The paperback proof for Book 5: Safety Assured Leaving East of Medicetti will be in my hands by the end of the week, then it’s one more read and edit, some formatting for the ebook versions, and then PUBLISHED! My hope is to get it out before Memorial Day, if not sooner. I’ll keep you posted!

(In the meantime, I’m already working on fine-tuning Book 6. Yes, there are books 6, 7, and 8. All of them are drafted, and all of them will be out in the next three years. Oh dear, I’m so giddy that I feel a burst coming on! I better get a sponge. And by the way, sounds like Shem’s got an admirer in Book 5 . . .)

Book 5 Cover Reveal!

Book 5 Front Cover

Woo-hoo! One huge step down, about a dozen more to go until I can launch Book 5: Safety Assured Leaving East of Medicetti.

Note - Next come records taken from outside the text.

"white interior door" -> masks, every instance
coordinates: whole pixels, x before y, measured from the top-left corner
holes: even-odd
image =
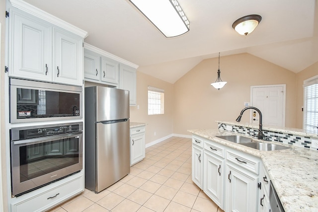
[[[285,127],[286,85],[251,86],[251,106],[262,113],[264,125]],[[258,113],[252,110],[250,122],[258,124]]]

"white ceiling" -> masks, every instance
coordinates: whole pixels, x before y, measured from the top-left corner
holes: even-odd
[[[128,0],[25,1],[88,32],[85,42],[172,83],[219,52],[248,53],[295,72],[318,61],[317,0],[178,0],[190,29],[170,38]],[[250,14],[262,16],[260,24],[239,35],[232,23]]]

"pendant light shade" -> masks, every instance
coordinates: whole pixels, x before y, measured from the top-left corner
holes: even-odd
[[[213,83],[211,83],[211,85],[214,87],[215,88],[220,90],[220,88],[223,87],[224,85],[227,83],[227,82],[224,82],[221,79],[221,71],[220,71],[220,52],[219,53],[219,69],[218,70],[218,77],[217,78],[217,80],[215,81],[215,82],[213,82]]]
[[[190,23],[176,0],[129,0],[166,37],[190,30]]]
[[[255,29],[261,20],[260,15],[246,15],[234,21],[232,27],[240,35],[247,35]]]

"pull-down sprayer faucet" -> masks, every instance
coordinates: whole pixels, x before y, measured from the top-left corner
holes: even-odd
[[[258,136],[257,138],[258,138],[258,139],[260,139],[261,140],[262,140],[264,139],[265,136],[263,134],[263,132],[262,132],[263,130],[262,129],[262,126],[263,126],[263,124],[262,124],[262,113],[261,113],[259,109],[258,109],[255,107],[246,107],[245,108],[244,108],[243,110],[242,110],[242,111],[240,112],[240,114],[239,114],[239,116],[238,116],[238,118],[236,119],[236,121],[238,122],[240,122],[240,119],[241,118],[242,118],[242,116],[243,115],[243,113],[244,113],[244,111],[249,109],[252,109],[253,110],[256,110],[258,113],[258,114],[259,114],[259,129],[258,129]]]

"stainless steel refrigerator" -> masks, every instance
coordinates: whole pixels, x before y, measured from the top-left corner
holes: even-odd
[[[129,91],[85,88],[85,188],[99,193],[130,171]]]

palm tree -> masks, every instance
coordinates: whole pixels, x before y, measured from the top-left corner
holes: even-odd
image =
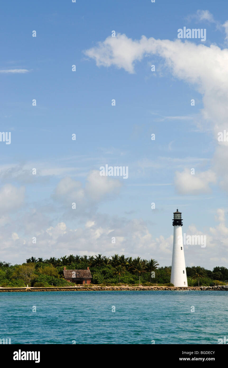
[[[138,257],[137,258],[135,258],[134,259],[133,259],[132,261],[132,265],[133,266],[133,268],[135,269],[135,268],[140,267],[140,265],[142,263],[142,260],[140,257]],[[138,273],[137,276],[138,276]]]
[[[146,272],[146,269],[145,268],[145,266],[144,263],[139,263],[138,266],[135,266],[134,268],[134,271],[135,272],[137,272],[138,273],[138,275],[139,275],[139,279],[140,282],[139,284],[140,284],[140,275],[141,273],[142,273],[144,272]]]
[[[112,256],[112,265],[113,267],[115,267],[119,263],[119,256],[118,254],[115,254],[115,255]]]
[[[67,265],[68,263],[67,256],[65,255],[63,257],[61,257],[60,259],[63,266],[66,266]]]
[[[81,257],[80,255],[76,255],[75,257],[75,262],[76,263],[80,263],[81,262]]]
[[[155,271],[158,266],[159,266],[159,264],[156,261],[151,258],[150,261],[147,263],[146,265],[146,269],[149,271],[150,272],[150,282],[151,282],[151,272],[153,271]]]
[[[5,262],[5,264],[4,265],[4,267],[9,267],[10,266],[11,264],[11,263],[10,263],[9,262],[8,262],[7,263],[6,263],[6,262]]]
[[[56,260],[55,265],[56,266],[60,266],[62,262],[61,262],[61,259],[60,258],[58,258],[58,259]]]
[[[123,254],[122,254],[122,255],[119,256],[118,260],[119,263],[120,263],[121,265],[122,265],[123,266],[125,266],[128,263],[128,257],[125,258]]]
[[[91,267],[94,263],[94,257],[93,255],[90,255],[88,258],[88,264],[90,267]]]
[[[69,256],[68,257],[67,260],[68,261],[70,265],[71,265],[72,263],[73,263],[75,262],[75,257],[74,255],[73,254],[70,254]]]
[[[124,273],[125,272],[125,270],[123,267],[122,267],[122,266],[120,265],[119,266],[117,266],[117,267],[116,267],[116,270],[115,271],[115,275],[118,275],[119,276],[119,282],[120,282],[120,276],[122,276],[123,273]]]
[[[107,257],[104,257],[103,260],[104,264],[106,266],[107,266],[108,265],[110,265],[111,263],[111,260],[109,257],[108,258]]]
[[[31,262],[33,263],[36,263],[38,262],[38,259],[37,259],[35,257],[31,257],[30,259]]]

It WILL be out before May is over. I don’t yet dare set a date because then the Anxiety Gods see that number and take it as a challenge to thoroughly undo me before then.

But I’m deep into final edits and formatting which, because there are three completely different platforms for print and ebooks, with each taking about 10 hours for someone technically-disabled such as myself to properly format, means I need lots of chocolate chips to get me through and I’m trying to give up sugar right now. Yeah, I chose a bad time for that.

But it WILL get done!

In the meantime, thanks again to my oldest son for standing in for the cover, even though he and his siblings keep saying, “What did you do to him? It’s Teagan, but it’s not Teagan.”

“I know,” I tell them. “Because now he’s Peto.”

“Who?”

That’s when I remember they haven’t bothered to read the books. If it doesn’t have a Star Wars character on the cover (Happy May the Fourth everyone!) they won’t touch it.

(For my next book cover, I’ll put a Wookiee in the background so it’ll trick my family into reading it. Actually, a Wookiee would fit pretty good on this cover . . . I think I need to do a bit more photoshopping.)